Coda File System

RE: venus crash

From: Florin Muresan <Florin.Muresan_at_atc.ro>
Date: Tue, 13 Mar 2007 14:58:43 +0200
Hello everybody!

I have a similar problem in my coda realm. Venus crashes when I try to
copy(overwrite)/delete many files. 
I use coda in a production environment for a web hosting solution.
During the testing period this situation never happened. My guess is
that the problem occurs because of the high number of accessed files per
second that triggers false conflicts.
I am running coda-server and coda-client version 6.0.16 on Debian
Sarge(stable) boxes and so far I didn't encounter any other problems. It
works very smoothly.

Do you think that if I install the version 6.9.0 the problem with false
conflicts will be avoided?
What any other suggestions for this situation?

Regards,
Florin

-----Original Message-----
From: Jan Harkes [mailto:jaharkes_at_cs.cmu.edu] 
Sent: Monday, March 12, 2007 8:09 PM
To: codalist_at_coda.cs.cmu.edu
Subject: Re: venus crash

On Mon, Mar 12, 2007 at 05:45:28AM +0100, S. Cance wrote:
> I missed something in the console log file :
> 
> 05:38:55 RecovTerminate: dirty shutdown (1 uncommitted transactions)
> Assertion failed: 0, file "fso_dir.cc", line 96
> Sleeping forever.  You may use gdb to attach to process 1890.

This is an assertion that triggers when we try to create a new filename
entry in a directory, but the name already exists. This is a situation
that should never occur, before we try to create this new directory
entry we should have checked if it exists or not.

So we may be forgetting (in some code path) to check if the name already
exists. It is also possible that we do try to check for existence, but
somehow combine that test with a check for the validity of the object
the name refers to and if that object is missing (which is definitely
possible during disconnected mode) we assume that the directory entry
can be safely created.

Either way, it is a bug. It may be hard to track down. Clearly we're
adding some name. If you are using vim, it has several different ways it
could possibly handle how files are written (create backup, overwrite
original, or move original to backup, create new version, etc)

Is the problem reliably reproducable? In that case you could rotate the
log, bump the debug level on your client and try to trigger the problem.

    (vutil -swap ; vutil -d 100) # rotate logfiles and set debug level
100

Then if the problem occurs again the log hopefully will contain enough
detail to figure out what sequence of operations caused the problem. If
the problem didn't occur it is probably best to set debugging back to 0
to avoid filling up your local disk.

    (vutil -d 0) # turn of excessive debug logging.

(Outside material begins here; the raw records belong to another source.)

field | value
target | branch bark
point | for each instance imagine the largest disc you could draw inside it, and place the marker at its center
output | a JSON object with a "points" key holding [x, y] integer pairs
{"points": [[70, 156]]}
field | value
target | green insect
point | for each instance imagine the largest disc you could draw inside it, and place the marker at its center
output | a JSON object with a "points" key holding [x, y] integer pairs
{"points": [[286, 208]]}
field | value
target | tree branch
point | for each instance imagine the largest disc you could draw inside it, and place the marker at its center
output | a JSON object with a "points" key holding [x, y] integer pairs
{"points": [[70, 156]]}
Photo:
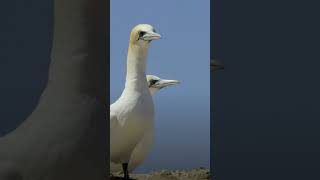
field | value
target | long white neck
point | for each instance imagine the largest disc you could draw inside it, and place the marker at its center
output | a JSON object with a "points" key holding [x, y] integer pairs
{"points": [[136, 68]]}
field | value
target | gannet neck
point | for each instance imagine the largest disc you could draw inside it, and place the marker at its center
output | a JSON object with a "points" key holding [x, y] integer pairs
{"points": [[136, 67]]}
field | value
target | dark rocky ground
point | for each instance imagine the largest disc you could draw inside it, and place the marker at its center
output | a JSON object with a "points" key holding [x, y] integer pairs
{"points": [[193, 174]]}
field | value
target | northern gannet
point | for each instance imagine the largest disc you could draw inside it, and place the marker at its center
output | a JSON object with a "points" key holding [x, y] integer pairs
{"points": [[142, 149], [133, 113]]}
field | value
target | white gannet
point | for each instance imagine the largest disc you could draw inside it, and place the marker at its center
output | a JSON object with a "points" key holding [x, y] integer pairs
{"points": [[143, 147], [133, 113]]}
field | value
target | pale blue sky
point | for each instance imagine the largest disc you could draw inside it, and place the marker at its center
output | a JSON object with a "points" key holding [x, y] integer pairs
{"points": [[183, 111]]}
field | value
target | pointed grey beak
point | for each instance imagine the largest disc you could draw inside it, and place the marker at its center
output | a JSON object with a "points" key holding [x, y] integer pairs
{"points": [[149, 36], [216, 65], [165, 83]]}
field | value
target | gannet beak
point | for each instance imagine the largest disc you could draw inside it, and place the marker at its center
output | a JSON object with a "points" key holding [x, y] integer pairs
{"points": [[216, 65], [165, 83], [149, 36]]}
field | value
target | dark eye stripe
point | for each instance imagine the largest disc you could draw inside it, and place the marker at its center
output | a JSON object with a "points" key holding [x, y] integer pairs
{"points": [[141, 33], [152, 82]]}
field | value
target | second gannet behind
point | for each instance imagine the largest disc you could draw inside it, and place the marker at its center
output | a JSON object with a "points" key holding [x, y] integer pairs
{"points": [[143, 147], [132, 114]]}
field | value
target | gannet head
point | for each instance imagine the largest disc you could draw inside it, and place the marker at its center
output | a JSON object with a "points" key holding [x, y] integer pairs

> I lost the modifications on the file, but what is surprising is that I

> get CML conflicts on vim's swp's files.
> 
> is it normal behaviour ?

There is a case where false conflicts are detected even when it only
involves write operations, or more specifically the store of new file
data when a file is closed, from a single client.

If your client is older than 6.9.0, it can switch between 2 different
modes of operation. In the 'connected' mode it will send individual
operations to the server (create/store/chown/chmod), the other mode is
typically called 'write-disconnected', but the same mechanism is used
after disconnections so a better name is probably 'reintegrating', it
logs the operations and reintegrates them several at a time.

Now when a connected mode store operation fails (f.i. network timeout)
we don't know if it ever reached the server. So to make sure we don't
lose any data we switch from connected mode to 'reintegrating' and
perform the store operation again, this time logging it in the CML so
that we will resend the operation when we get connected again.

Not the false conflict is triggered when the server did in fact see the
connected store operation and committed it locally, but the reply was
lost because of the disconnection/network timeout. In that case the
retried store from the CML is trying to update a file that was already
updated on the server and it is flagged as a conflict.

Reintegration does know how to detect repeated operations because it
assumes we have bad connnectivity, but it only works for when the
operation was previously sent by reintegration. 6.9.0 never uses
connected mode, so everything is logged and reintegrated and this
type of false conflict doesn't happen.

Jan
Received on 2007-03-13 09:14:21